Weiter ergibt sich aus den Interessen beider Vertragsparteien bei Vertragsschluss, dass die Kündigungsfrist im Zweifel frühestens zum Zeitpunkt der vereinbarten Arbeitsaufnahme beginnt. Ein Arbeitnehmer, der einen Vertrag mit einem späteren Arbeitsbeginn geschlossen hat, wird nicht nur die Suche nach anderen Stellen einstellen, sondern häufig seinen bisherigen Arbeitsvertrag kündigen. Der Umstand, dass ihm bei einer Eigenkündigung die Verhängung einer Sperrzeit durch das Arbeitsamt droht, zeigt, dass sein Vertrauen in die Durchführung des neuen vereinbarten Arbeitsverhältnisses schutzwürdig ist. Auch der Arbeitgeber hat regelmäßig ein Interesse an der Durchführung des Vertrages. Nach Abschluss des Vertrages wird er regelmäßig die Suche nach anderen Arbeitskräften einstellen und anderen Bewerbern absagen. Wenn er trotzdem noch besser geeignete Arbeitnehmer sucht, so ist er ebensowenig schutzwürdig wie ein Arbeitnehmer, der sich trotz Abschluss eines Vertrages eines Vertrages eine bessere Stelle sucht. Wer sich bei einem länger hinausgeschobenen Arbeitsbeginn noch nicht zur Durchführung des Arbeitsverhältnisses verpflichten will, kann vereinbaren, dass die Kündigungsfrist bei einer Kündigung vor Arbeitsbeginn schon mit Zugang der Kündigung beginnt.
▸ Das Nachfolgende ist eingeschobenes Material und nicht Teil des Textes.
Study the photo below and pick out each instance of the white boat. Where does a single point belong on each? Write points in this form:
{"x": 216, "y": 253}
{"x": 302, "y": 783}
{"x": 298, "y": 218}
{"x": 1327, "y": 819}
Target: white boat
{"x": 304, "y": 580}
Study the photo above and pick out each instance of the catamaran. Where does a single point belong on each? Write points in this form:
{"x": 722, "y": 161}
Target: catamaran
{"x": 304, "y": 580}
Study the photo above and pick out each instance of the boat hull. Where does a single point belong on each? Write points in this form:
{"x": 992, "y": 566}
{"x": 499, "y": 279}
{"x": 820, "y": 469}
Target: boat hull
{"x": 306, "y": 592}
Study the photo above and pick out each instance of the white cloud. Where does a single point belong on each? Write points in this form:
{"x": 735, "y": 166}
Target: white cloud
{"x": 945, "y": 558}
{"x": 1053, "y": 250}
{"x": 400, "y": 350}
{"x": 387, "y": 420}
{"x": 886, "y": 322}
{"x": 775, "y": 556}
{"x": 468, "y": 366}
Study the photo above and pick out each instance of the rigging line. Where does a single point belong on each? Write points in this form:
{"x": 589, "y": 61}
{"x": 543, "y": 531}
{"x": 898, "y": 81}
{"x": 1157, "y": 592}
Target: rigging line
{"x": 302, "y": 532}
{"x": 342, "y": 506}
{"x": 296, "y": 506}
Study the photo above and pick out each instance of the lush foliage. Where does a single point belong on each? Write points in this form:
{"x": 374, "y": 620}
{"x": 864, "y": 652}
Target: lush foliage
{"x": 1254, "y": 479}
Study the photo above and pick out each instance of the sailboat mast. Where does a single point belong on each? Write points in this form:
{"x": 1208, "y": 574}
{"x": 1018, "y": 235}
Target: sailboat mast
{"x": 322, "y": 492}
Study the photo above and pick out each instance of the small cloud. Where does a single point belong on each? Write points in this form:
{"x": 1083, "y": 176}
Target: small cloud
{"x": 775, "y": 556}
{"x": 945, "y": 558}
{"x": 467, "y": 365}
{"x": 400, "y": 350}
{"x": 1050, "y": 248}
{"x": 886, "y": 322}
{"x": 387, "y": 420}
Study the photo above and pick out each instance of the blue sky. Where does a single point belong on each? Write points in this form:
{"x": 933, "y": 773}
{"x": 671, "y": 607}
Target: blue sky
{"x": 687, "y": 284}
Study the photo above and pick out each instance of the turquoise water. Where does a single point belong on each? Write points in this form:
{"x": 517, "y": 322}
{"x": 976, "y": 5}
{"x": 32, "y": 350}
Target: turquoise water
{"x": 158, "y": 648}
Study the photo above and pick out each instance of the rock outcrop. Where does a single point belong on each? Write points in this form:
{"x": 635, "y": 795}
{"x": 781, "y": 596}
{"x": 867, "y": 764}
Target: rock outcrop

Für die hier vertretene Auffassung spricht auch, dass sie einfacher zu handhaben ist als die Entscheidung des Bundesarbeitsgerichts vom 9.5.1985. In der Regel werden nämlich einzelfallbezogene Anhaltspunkte für eine ergänzende Vertragsauslegung fehlen. Die vom Bundesarbeitsgericht genannten Indizien dürfen nicht überbewertet werden. So ist die Vereinbarung einer kurzen Kündigungsfrist während der Probezeit wohl eher ein Indiz dafür, dass bei fehlender Bewährung während der Durchführung des Vertrages eine rasche Trennung möglich sein soll, als dafür, dass noch nicht einmal ein Interesse an Erprobung bestehen soll. Auch die Art der vorgesehenen Beschäftigung hilft - wie die unterschiedlichen Auffassungen der Parteien hierzu zeigen - regelmäßig nicht bei der Beantwortung der Frage weiter, ob ein Interesse an einer zumindest vorübergehenden Realisierung des Vertrages besteht. Vielmehr ist - wie ausgeführt - unabhängig von der vereinbarten Tätigkeit anzunehmen, dass derjenige, der einen Arbeitsvertrag schließt, auch ein Interesse daran hat, dass die Arbeit tatsächlich aufgenommen wird.

4. Durch die Kündigung zum 30.4.2001 geriet die Beklagte in Annahmeverzug und ist verpflichtet, die für Mai 2001 vereinbarte Vergütung zu zahlen (§ 615 BGB). Anderweitiger Verdienst ist nicht anzurechnen, denn entsprechend dem Verlangen der Beklagten hat der Kläger hierzu Auskunft erteilt und mitgeteilt, dass er im Mai 2001 noch keine neue Stelle gehabt habe. Es ist davon auszugehen, dass dies zutrifft, denn die Beklagte hat die Behauptung des Klägers nicht mehr bestritten (§ 138 Abs. 3 ZPO). Dem Kläger steht der geltend gemachte Betrag zu. Er setzt sich aus dem vereinbarten Monatsgehalt und dem anteiligen 13. Monatsgehalt zusammen.

5. Der Zinsanspruch ergibt sich aus §§ 291, 288 Abs. 1 BGB.

II.

Die Kostenentscheidung beruht auf § 91 Abs. 1 ZPO, wonach die unterliegende Partei die Kosten des Rechtsstreits zu tragen hat.

III.

Dieses Urteil ist für den Kläger unanfechtbar, da er nicht beschwert ist.